February 25 2013, 5:02PM

Investors' hopes of a turnaround at the Ten Network have been boosted amid speculation about a possible News Corporation takeover of the struggling broadcaster.

Analysts believe that closer ties could develop between the pair after the broadcaster appointed senior News Corp executive Hamish McLennan as its new chief executive to replace the sacked James Warburton.

Ten chairman Lachlan Murdoch also sits on the News Corp board and is the son of News Corp chairman Rupert Murdoch.

Ten's shares leapt almost seven per cent on Monday as investors cheered the leadership change Ten made late last Friday.

Citi analyst Justin Diddams said the benefits of any potential union between News - which owns several newspapers and half of pay TV outfit Foxtel in Australia - and Ten could include cross-platform advertising deals, content sharing and cost savings.

"For Ten, we'd welcome the prospect of more interaction with News Corp (with or without a deal)," Mr Diddams said in a client note.

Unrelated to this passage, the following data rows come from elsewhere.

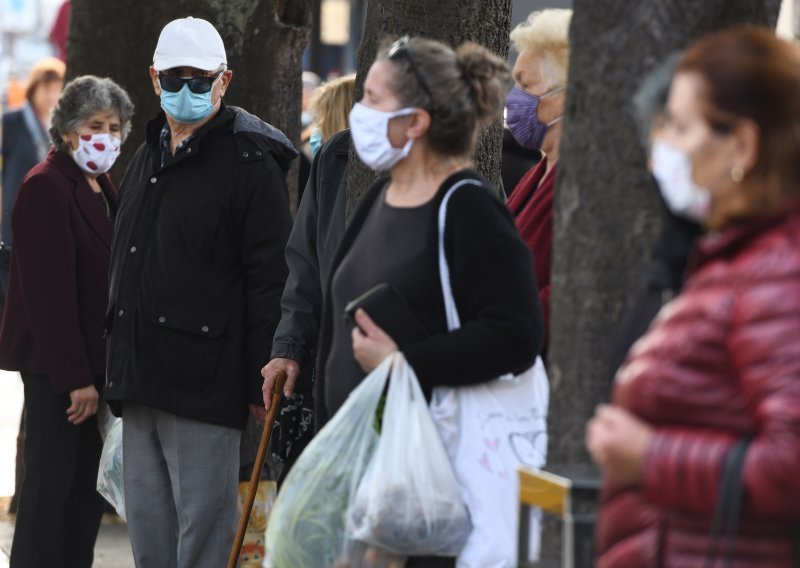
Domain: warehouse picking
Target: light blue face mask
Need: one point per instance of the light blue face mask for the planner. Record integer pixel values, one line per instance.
(186, 106)
(315, 141)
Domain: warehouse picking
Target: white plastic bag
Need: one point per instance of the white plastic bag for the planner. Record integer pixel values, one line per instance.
(490, 430)
(307, 524)
(110, 483)
(409, 501)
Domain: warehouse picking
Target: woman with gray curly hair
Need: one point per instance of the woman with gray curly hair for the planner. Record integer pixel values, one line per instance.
(52, 328)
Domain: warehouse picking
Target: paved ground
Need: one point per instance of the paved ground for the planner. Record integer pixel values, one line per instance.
(112, 549)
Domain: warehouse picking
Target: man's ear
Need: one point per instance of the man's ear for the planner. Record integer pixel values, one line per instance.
(418, 124)
(227, 77)
(154, 80)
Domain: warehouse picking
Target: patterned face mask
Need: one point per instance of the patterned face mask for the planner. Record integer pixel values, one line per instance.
(96, 153)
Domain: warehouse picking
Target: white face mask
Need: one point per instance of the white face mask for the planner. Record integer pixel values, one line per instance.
(673, 172)
(96, 153)
(370, 131)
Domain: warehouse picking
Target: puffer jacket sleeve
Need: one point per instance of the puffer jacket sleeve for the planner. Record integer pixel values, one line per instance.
(684, 467)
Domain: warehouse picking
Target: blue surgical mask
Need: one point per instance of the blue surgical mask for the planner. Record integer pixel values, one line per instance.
(185, 106)
(315, 141)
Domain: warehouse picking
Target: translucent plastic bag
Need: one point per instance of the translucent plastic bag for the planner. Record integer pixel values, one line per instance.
(307, 524)
(409, 501)
(110, 483)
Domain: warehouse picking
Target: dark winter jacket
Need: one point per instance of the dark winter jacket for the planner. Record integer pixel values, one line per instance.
(662, 280)
(493, 285)
(53, 319)
(720, 362)
(316, 235)
(197, 270)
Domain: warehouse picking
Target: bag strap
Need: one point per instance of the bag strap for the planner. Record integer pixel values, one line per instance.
(729, 504)
(453, 319)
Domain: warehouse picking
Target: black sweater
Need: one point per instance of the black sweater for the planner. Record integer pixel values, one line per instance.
(493, 285)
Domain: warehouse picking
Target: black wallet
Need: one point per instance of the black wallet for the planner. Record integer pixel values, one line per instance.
(391, 312)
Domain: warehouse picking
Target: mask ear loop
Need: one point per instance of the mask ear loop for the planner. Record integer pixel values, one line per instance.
(396, 114)
(547, 94)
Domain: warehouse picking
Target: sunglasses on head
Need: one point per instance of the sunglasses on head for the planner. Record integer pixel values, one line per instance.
(401, 48)
(198, 85)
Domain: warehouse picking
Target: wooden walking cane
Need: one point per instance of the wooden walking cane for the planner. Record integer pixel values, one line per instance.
(247, 506)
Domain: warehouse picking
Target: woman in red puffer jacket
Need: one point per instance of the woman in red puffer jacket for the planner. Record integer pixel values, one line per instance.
(721, 362)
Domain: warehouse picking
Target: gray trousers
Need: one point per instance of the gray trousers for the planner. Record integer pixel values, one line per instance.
(181, 487)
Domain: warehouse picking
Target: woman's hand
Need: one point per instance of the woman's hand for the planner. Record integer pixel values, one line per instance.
(84, 404)
(371, 346)
(618, 442)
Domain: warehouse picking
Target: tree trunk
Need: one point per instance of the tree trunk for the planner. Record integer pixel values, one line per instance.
(452, 22)
(605, 210)
(264, 41)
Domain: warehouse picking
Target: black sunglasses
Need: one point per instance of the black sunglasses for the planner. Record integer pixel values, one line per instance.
(401, 47)
(198, 85)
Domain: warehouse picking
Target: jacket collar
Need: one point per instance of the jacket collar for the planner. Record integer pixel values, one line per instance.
(153, 131)
(88, 203)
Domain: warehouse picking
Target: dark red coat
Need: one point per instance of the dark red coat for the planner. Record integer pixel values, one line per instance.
(58, 292)
(720, 361)
(531, 204)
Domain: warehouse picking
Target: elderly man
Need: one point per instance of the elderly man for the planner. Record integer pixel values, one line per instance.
(534, 109)
(197, 272)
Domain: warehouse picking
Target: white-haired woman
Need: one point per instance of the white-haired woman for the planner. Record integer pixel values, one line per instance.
(534, 109)
(52, 329)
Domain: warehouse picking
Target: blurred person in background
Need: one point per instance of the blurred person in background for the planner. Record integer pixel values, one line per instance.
(712, 391)
(26, 142)
(310, 83)
(331, 106)
(663, 275)
(534, 109)
(316, 234)
(52, 328)
(60, 30)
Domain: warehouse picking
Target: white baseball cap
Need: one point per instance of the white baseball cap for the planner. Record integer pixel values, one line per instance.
(189, 42)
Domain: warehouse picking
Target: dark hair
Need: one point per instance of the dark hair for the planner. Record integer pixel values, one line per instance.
(83, 97)
(463, 90)
(749, 73)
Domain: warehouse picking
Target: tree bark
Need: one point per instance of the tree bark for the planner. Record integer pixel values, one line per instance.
(264, 41)
(452, 22)
(605, 209)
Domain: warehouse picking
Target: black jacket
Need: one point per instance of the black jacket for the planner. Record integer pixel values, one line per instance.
(197, 270)
(316, 235)
(493, 284)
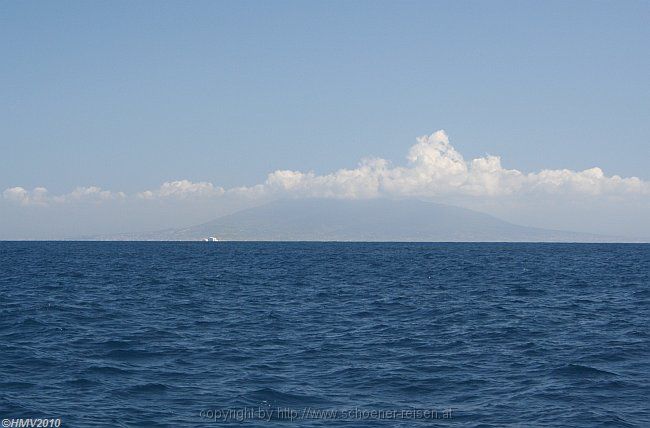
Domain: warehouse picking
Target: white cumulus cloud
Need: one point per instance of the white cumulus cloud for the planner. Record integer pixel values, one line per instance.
(182, 189)
(433, 169)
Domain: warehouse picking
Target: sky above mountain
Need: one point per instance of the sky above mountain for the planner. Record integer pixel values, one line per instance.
(135, 116)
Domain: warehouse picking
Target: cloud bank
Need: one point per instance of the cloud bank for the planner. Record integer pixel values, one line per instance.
(434, 169)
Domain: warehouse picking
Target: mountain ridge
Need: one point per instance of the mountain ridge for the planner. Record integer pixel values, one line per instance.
(370, 220)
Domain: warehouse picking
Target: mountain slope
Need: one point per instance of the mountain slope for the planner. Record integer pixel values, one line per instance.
(363, 220)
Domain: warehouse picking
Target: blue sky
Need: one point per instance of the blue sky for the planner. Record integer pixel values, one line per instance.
(129, 95)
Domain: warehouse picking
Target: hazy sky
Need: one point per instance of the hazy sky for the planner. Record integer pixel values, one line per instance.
(103, 102)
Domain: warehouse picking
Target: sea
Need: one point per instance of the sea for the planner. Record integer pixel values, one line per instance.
(293, 334)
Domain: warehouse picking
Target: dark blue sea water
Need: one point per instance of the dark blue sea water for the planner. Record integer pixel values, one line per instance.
(180, 334)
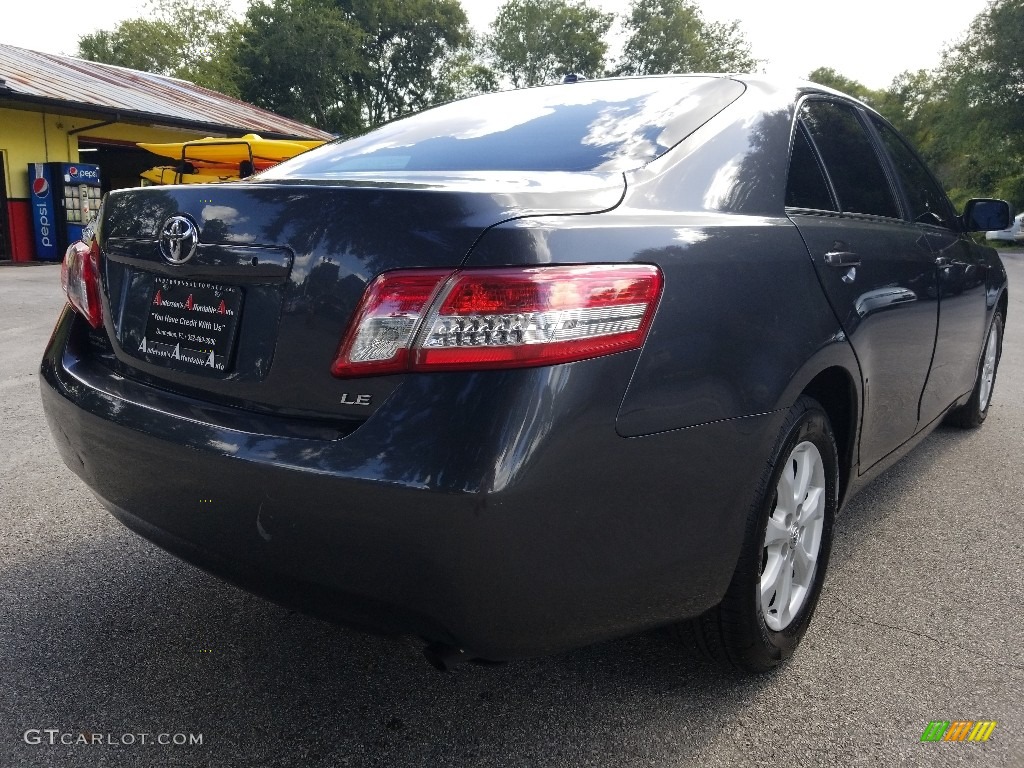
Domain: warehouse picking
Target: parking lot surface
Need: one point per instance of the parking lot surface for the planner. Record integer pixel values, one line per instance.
(102, 636)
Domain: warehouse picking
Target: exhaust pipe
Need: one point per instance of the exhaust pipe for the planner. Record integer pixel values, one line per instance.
(444, 657)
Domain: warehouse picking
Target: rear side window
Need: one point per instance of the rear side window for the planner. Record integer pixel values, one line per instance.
(850, 159)
(807, 186)
(599, 125)
(929, 205)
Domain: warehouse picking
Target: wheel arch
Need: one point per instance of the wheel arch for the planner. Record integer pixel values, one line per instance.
(832, 377)
(834, 388)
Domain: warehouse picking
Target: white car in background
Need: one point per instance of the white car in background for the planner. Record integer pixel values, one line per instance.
(1013, 235)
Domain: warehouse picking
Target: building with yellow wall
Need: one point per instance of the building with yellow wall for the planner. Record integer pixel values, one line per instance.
(58, 109)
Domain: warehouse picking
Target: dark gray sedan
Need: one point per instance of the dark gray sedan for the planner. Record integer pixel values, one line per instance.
(532, 369)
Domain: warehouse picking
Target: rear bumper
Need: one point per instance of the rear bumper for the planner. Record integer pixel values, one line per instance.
(498, 512)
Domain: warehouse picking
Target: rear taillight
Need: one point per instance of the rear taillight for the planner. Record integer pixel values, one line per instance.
(501, 317)
(80, 280)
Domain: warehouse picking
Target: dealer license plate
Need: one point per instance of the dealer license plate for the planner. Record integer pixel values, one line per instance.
(192, 326)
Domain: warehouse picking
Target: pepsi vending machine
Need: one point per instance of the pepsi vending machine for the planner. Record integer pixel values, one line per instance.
(65, 199)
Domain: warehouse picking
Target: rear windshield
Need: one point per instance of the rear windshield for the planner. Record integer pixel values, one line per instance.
(599, 125)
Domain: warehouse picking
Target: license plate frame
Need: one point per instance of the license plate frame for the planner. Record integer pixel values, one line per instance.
(190, 326)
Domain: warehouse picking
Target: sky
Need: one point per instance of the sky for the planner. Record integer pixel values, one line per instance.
(868, 40)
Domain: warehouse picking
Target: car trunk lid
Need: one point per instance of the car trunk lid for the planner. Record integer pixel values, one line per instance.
(253, 315)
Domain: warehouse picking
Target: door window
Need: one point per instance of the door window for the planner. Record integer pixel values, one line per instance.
(849, 157)
(807, 186)
(929, 205)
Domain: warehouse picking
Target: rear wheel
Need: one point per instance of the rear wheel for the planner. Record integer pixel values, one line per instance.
(781, 567)
(973, 413)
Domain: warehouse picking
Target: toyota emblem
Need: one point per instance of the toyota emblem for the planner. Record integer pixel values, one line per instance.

CLSA Australia was also bullish on the prospects for Ten, upgrading its recommendation for Ten to buy despite a "dire" earnings outlook.

"We see an increased chance of take-out by News Corp and given Ten's eclectic register a competitive bid scenario is not impossible," analyst Digby Gilmour said.

Michael Fraser, director of the Communications Law Centre at the University of Technology Sydney, said News Corp was free to buy Ten - should it choose to do so - under existing media ownership rules.

Currently, the rules prevent a company from owning more than two out of three media platforms - newspapers, free-to-air television, or radio - in a given market.

However, Prof Fraser said a possible change by the federal government to a "two out of four" ownership rule could prevent any News Corp bid.

Ten had a horror year in 2012, as it cut 100 newsroom jobs, undertook two capital raisings and had a number of new shows that failed to fire.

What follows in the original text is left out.